Par ailleurs, nous n’avons pas assaini le troupeau de notre département au point de faire partie des tous premiers départements français en ce qui concerne la qualité sanitaire de notre cheptel, sans une complicité totale entre le syndicalisme et le groupement de défense sanitaire mis en place par la FDSEA dès 1955, ce qui démontre, si besoin en était, que l’on n’a pas attendu le 3e millénaire pour faire de la qualité.
Il suffit de faire le bilan des 30 années qui ont suivi le serment de l’unité paysanne de 1946, bilan dont les paysans peuvent être fiers, pour démontrer que nous avions vu juste.
Une grande question se pose ! Mais que peut motiver et qui a intérêt à organiser ce massacre ?
Que l’Europe pour laquelle les paysans ont tant œuvré, au point de réaliser le marché commun agricole dans la foulée du charbon et de l’acier dès 1957, 30 ans avant les autres secteurs de l’économie, que cette Europe, oui ! ait le culot de nous condamner pour un accord interprofessionnel sur le prix de la viande bovine descendu en-dessous du prix de revient, alors qu’elle cautionne les centrales d’achats qui établissent leur fortune sur notre dos, faisant abstraction de notre revenu ainsi que des aspects pourtant combien importants d’aménagement du territoire, veut dire qu’elle abandonne ses paysans.

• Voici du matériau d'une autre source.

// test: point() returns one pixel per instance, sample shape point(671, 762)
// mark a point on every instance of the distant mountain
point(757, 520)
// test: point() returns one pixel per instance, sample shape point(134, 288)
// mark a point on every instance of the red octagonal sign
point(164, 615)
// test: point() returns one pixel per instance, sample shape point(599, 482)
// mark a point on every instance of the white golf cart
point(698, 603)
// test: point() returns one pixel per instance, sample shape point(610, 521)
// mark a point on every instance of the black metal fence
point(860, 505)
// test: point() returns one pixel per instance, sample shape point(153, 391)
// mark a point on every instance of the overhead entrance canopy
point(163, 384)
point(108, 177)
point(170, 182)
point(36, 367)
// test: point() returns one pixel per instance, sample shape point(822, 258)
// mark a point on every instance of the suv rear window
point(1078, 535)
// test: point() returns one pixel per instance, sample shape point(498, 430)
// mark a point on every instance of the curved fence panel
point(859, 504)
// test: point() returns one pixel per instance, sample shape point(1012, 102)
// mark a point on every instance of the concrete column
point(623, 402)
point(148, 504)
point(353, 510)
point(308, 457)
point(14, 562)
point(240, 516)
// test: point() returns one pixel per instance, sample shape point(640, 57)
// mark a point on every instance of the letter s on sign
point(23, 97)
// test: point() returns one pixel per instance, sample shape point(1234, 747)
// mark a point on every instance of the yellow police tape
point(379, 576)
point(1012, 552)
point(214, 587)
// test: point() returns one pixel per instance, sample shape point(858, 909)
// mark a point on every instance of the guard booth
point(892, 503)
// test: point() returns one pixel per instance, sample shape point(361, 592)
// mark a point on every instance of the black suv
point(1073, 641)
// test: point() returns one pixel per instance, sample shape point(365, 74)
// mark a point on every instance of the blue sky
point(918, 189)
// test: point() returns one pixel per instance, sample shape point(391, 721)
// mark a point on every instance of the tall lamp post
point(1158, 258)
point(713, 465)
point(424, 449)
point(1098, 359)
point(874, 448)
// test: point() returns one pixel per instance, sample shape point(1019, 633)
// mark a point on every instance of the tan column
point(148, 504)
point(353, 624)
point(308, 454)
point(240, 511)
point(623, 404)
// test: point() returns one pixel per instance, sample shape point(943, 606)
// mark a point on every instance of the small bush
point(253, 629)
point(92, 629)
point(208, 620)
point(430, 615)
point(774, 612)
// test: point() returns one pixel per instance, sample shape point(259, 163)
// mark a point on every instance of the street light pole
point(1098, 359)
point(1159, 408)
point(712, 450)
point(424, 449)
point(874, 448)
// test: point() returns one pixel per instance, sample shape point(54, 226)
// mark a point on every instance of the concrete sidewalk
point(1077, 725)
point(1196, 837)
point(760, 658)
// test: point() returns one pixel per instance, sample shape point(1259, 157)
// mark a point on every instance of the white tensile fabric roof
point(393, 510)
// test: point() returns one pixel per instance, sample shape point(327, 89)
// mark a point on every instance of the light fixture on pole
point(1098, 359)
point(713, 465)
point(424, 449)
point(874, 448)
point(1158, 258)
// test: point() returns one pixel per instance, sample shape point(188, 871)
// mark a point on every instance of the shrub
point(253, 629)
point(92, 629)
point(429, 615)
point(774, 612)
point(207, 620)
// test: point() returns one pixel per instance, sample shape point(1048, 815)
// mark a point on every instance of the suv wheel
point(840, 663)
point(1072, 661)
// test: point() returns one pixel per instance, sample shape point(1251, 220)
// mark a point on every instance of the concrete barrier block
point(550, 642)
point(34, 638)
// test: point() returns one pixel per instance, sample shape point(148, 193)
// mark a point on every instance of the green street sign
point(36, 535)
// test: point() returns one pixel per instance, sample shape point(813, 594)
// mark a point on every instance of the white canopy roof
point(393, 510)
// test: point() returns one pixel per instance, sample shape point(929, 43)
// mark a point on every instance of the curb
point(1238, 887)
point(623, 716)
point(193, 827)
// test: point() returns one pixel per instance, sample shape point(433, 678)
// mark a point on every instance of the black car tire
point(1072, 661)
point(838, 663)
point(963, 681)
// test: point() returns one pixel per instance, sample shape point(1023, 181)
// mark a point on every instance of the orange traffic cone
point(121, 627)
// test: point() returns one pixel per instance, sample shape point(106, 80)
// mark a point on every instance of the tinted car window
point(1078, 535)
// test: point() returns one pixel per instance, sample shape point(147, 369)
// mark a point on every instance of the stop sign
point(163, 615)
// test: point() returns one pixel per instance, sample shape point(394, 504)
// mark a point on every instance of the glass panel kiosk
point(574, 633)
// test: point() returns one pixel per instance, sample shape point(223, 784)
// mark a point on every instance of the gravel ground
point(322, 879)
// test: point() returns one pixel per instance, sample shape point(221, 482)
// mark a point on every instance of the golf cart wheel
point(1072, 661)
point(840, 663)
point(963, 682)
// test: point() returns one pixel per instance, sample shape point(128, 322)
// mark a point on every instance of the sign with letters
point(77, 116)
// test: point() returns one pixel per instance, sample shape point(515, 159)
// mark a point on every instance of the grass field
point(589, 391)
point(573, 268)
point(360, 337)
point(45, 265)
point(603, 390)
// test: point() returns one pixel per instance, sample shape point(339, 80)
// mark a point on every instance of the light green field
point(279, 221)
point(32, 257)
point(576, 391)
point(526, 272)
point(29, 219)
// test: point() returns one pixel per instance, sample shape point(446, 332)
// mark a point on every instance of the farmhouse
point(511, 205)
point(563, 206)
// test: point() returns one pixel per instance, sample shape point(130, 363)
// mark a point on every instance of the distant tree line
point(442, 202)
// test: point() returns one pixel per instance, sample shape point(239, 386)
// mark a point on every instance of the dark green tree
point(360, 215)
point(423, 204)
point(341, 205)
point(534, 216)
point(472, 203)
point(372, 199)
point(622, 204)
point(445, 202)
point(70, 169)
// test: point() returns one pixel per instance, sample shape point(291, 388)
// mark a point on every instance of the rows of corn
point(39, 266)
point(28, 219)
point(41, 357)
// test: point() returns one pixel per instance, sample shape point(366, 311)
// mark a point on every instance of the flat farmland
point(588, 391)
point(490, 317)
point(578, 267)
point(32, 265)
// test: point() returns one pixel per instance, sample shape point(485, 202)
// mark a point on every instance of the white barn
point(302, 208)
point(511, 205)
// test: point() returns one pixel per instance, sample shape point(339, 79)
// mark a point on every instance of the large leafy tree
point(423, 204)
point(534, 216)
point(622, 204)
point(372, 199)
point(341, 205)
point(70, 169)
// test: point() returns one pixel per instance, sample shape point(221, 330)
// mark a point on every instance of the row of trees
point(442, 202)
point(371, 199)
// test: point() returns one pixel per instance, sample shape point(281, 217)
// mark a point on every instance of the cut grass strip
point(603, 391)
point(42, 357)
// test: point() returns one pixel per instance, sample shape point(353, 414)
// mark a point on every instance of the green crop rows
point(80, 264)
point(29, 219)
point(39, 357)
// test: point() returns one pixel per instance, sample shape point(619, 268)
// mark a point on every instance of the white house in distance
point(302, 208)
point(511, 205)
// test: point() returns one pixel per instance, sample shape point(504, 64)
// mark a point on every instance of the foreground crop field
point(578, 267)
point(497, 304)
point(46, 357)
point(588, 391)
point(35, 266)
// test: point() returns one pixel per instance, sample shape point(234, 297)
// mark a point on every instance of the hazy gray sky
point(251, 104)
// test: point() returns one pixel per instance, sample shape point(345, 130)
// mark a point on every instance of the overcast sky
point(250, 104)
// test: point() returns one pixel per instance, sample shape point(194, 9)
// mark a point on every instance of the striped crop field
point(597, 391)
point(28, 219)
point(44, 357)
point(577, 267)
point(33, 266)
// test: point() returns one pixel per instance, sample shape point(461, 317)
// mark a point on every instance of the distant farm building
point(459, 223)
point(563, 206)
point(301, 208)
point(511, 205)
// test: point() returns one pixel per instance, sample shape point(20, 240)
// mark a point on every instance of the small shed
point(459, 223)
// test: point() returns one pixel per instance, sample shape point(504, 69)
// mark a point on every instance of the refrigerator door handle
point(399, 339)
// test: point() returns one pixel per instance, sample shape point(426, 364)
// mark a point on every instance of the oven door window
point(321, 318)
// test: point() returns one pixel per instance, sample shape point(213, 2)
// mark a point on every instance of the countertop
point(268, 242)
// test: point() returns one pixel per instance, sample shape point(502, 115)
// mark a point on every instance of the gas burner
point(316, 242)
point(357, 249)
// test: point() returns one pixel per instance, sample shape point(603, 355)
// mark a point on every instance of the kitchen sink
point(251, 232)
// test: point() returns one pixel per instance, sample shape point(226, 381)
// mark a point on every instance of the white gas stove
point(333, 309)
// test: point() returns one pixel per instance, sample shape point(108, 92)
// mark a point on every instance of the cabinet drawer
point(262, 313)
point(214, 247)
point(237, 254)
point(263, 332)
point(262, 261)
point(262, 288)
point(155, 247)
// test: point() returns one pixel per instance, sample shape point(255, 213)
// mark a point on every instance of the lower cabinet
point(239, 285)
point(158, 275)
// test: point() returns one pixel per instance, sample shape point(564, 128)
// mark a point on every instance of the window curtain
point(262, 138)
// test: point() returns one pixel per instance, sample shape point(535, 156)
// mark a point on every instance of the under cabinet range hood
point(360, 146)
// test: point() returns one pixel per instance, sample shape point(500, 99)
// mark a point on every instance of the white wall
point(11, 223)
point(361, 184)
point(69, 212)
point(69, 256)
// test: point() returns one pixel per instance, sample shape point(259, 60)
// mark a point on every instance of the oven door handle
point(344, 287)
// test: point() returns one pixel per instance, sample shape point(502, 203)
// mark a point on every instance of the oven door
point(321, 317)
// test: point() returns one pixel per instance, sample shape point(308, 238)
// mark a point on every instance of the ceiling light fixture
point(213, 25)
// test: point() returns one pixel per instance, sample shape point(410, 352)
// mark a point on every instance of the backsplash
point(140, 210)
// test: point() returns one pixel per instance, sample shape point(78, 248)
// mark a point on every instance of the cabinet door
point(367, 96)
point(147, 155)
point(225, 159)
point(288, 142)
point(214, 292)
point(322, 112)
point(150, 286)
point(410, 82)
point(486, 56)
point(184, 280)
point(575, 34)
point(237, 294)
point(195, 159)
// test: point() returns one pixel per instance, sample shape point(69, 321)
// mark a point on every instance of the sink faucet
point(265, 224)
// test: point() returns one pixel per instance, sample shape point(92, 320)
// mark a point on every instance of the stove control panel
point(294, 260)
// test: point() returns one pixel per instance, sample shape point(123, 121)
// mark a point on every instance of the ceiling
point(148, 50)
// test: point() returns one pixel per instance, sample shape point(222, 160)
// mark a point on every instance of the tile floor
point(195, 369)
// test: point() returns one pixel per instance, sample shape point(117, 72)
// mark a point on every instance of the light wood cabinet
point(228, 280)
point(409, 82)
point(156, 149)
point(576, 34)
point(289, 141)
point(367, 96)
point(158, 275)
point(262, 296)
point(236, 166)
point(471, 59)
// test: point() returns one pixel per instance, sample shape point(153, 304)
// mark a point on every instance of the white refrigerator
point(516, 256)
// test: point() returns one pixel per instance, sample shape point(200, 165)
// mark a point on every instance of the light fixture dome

Que des syndicats agricoles soient plus déterminés à salir la FNSEA qu’à obtenir des mesures précises au bénéfice de tous les paysans est ignoble.
Que nos responsables politiques, qu’ils soient de droite, de gauche ou du centre, laissent l’Europe déraper vers un libéralisme débridé qui exclut l’esprit humaniste qui habitait les pères de l’Europe, tout en criant haut et fort qu’ils ne laisseront pas tomber «leurs paysans» a de quoi nous interroger...
Ne laissons pas se développer ce grand chantier de démolition de l’organisation agricole qui a fait ses preuves, et qui nous a valu les avancées que l’on sait.
Ne tombons pas dans le piège. Je n’ose imaginer que la justice de mon pays (Europe et France) condamne la solidarité.
Relevons la tête, refaisons notre unité, œuvrons tous ensemble dans un syndicalisme revigoré, condition indispensable à la reconquête de notre dignité.
Quand ils créèrent la Jac en 1929, nos aïeux avaient pour slogan «Pour que la terre ne meurt pas !». Ce slogan est revenu d’actualité.